1. Start with intent.


Ask: What do I want this line, paragraph, or presentation to make someone feel or do? The vocabulary follows that.



2. Use the simplest language that still feels true.


If “window” works better than “fenestration,” use “window.” Precision is about complexity and the correctness of the communicated for the audience.



3. Match tone to medium.


The voice that works in a report might fail in a room. A planning submission needs authority, a client update needs narrative flow.



4. Listen for what’s repeated back.


The phrases clients echo tell you what landed. If they misquote you, your language doesen't carry your intent.



5. Build a shared glossary.


Agree on how your team names recurring elements — “atrium,” “threshold,” “breakout.” Consistency builds clarity, and clarity builds trust.



The Mistakes We Keep Making


Most of us slip into predictable traps:


  • Overcomplicating language. Dense phrasing is a killer of mood, joy and clarity. It does nothing else but to signals insecurity. Most politicians communicate at an 8 grader level, and the people understand and align with their views. Why don't we do the same?


  • Tone mismatch. A public consultation written like a specification alienates. A report written like a press release sounds unserious. And I had a steep learning curve during my public consultation days. I would recommend this to a lot of architects to try. Go do public consultation and learn from that as much as you can.


  • Cultural blindness. Words shift meaning by audience and geography. “Neutral palette” reads as calm in London and sterile in Dubai.


  • Neglecting feedback. We test daylight factors but rarely test comprehension.


These are design errors, not linguistic ones.



When Language Shapes Outcomes


A small shift in phrasing can alter outcomes entirely.


Two teams pitch for the same housing site.
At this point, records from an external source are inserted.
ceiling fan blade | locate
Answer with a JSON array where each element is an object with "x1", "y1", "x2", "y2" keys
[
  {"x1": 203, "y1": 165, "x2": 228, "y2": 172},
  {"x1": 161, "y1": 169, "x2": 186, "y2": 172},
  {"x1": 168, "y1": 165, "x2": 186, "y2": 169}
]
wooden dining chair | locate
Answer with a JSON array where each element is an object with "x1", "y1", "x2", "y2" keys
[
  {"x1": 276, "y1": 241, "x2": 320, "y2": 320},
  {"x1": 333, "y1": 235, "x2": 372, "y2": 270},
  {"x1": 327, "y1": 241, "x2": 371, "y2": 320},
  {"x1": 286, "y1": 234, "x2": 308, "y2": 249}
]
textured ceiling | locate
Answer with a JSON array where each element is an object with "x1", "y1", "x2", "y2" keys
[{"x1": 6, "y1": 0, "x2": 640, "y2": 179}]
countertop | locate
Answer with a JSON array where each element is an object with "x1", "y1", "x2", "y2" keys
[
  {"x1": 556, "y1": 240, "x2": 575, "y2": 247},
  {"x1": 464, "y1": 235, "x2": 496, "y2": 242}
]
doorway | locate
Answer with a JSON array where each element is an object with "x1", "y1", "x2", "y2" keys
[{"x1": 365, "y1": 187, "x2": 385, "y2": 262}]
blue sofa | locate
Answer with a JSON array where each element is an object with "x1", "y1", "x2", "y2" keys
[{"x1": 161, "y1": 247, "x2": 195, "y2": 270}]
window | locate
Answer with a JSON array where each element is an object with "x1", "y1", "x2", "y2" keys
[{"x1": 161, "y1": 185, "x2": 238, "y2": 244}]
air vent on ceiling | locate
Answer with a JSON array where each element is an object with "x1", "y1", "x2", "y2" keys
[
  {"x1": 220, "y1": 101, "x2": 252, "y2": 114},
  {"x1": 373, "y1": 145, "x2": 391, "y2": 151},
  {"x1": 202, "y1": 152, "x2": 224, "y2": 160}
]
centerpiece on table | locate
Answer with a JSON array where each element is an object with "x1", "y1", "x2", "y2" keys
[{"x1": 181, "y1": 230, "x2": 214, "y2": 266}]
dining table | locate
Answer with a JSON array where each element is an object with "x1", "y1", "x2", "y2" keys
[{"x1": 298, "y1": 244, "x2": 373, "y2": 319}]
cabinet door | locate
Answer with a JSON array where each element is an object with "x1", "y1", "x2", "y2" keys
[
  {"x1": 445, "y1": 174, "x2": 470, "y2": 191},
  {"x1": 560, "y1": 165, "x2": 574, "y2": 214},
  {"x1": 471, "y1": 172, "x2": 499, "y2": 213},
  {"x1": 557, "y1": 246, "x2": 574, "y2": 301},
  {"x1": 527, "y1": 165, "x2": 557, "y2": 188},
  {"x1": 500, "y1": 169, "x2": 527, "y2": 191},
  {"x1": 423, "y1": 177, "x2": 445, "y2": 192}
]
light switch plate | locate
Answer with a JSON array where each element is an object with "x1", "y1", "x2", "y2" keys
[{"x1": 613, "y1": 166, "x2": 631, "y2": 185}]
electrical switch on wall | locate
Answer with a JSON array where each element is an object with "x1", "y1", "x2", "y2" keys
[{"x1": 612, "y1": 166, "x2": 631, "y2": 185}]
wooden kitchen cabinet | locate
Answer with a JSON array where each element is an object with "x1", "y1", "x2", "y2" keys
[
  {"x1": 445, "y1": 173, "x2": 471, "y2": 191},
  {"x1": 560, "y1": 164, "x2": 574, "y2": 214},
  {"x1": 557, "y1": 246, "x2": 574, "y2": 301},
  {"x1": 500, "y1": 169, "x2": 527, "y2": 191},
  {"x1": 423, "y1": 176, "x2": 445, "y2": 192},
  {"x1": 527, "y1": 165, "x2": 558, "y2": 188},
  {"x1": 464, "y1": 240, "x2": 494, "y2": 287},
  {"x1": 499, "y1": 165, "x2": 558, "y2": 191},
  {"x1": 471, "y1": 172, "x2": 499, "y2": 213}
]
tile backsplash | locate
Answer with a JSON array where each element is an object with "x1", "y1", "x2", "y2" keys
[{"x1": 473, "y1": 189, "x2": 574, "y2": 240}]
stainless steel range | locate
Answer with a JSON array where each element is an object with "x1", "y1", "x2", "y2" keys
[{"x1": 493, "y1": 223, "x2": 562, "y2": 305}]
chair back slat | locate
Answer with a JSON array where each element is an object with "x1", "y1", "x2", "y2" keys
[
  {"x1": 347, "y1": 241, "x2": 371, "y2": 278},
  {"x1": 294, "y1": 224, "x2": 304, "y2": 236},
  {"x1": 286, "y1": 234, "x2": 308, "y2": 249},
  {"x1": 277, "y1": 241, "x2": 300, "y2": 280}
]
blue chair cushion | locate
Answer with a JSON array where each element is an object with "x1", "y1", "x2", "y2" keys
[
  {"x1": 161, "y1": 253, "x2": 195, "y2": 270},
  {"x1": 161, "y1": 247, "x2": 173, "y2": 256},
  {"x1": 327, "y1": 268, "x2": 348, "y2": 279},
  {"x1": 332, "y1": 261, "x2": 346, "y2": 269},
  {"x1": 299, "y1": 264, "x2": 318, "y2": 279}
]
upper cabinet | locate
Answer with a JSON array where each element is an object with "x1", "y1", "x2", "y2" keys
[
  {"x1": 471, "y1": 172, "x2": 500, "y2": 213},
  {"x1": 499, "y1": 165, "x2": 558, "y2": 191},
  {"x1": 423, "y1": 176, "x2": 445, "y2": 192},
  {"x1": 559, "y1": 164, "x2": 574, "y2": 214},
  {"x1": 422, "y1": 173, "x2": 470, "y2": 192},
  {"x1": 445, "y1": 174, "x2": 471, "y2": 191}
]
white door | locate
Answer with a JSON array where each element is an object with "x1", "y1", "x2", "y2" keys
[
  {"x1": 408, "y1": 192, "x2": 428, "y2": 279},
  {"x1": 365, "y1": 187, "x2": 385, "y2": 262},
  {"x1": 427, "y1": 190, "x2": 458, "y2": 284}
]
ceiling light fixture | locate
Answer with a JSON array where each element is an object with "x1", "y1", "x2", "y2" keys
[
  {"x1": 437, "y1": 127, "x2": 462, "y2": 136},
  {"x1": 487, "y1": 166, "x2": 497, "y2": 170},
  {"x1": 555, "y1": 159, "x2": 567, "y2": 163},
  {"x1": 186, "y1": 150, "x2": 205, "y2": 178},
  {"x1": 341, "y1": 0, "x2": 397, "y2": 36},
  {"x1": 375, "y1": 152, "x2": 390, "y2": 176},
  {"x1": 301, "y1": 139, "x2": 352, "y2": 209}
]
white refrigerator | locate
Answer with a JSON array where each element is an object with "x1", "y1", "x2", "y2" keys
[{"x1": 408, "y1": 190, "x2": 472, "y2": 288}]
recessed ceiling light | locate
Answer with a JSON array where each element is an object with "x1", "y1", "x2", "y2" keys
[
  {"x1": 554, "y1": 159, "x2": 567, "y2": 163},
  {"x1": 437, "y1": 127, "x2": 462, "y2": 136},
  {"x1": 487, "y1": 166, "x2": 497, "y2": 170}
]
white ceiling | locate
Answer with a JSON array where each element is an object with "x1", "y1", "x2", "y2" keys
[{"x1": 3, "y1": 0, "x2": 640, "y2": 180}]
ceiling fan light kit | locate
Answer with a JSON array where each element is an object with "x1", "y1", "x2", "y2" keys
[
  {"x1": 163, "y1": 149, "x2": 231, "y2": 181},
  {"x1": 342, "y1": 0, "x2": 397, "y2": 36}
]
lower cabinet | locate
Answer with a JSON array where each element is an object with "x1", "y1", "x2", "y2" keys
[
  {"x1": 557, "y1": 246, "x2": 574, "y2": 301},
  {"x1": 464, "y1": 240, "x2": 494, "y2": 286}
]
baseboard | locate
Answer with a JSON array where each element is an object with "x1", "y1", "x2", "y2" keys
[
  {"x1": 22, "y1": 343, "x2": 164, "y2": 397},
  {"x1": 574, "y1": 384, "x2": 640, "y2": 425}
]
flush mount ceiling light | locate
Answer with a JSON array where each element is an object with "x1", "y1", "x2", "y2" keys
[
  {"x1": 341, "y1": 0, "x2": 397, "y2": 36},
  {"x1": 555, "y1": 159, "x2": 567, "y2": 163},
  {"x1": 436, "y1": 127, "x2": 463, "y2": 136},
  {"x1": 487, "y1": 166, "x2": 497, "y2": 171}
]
  • Team A describes “cost-efficient modular housing.”

  • Team B presents “adaptable housing for evolving communities.”


Same system. Different story. One frames economy, the other frames empathy.


A 2023 Building Design survey found that “clarity of communication” ranked higher than portfolio depth in client decision-making. That’s language outperforming reputation.


The tech world learned this decades ago. Apple doesn’t advertise “advanced processors”; it promises products that “just work.” Architects can do the same: a building that “gives back more than it takes” says more than “achieves carbon negativity.”


Both are accurate. Only one is memorable.



The Strategic Edge of Clarity


In behavioural economics, processing fluency describes how easily something is understood and how that ease increases trust. When our proposals read clearly, clients perceive them as more feasible.


A 2019 Journal of Business Research study showed that clarity in service design documentation boosted stakeholder confidence by 37%. The same logic applies to architecture. Clear communication reduces perceived risk, which is exactly what every client, developer, and funder wants.


Clarity, in other words, compounds value.



Turning Words into Practice Infrastructure


Most practices treat writing as a final polish. The better ones design with it from the start.


  • Collaborate with writers early. They’re not there to decorate; they’re there to structure thought.

  • Build a language library. Keep phrases that worked with past clients; reuse them as calibration tools.

  • Test wording. “Community hub” vs “neighbourhood commons” can change engagement levels.

  • Train linguistic empathy. During reviews, ask: Would someone outside the studio understand this sentence?


Language is structure.



The Subtle Power of Saying It Right


Every project tells a story. The only question is whether we’re telling it consciously or by accident.


Language is the medium that connects the idea in the architect’s head to the image in someone else’s mind. It’s what turns geometry into conviction.


And when done well, it’s what gets the project built.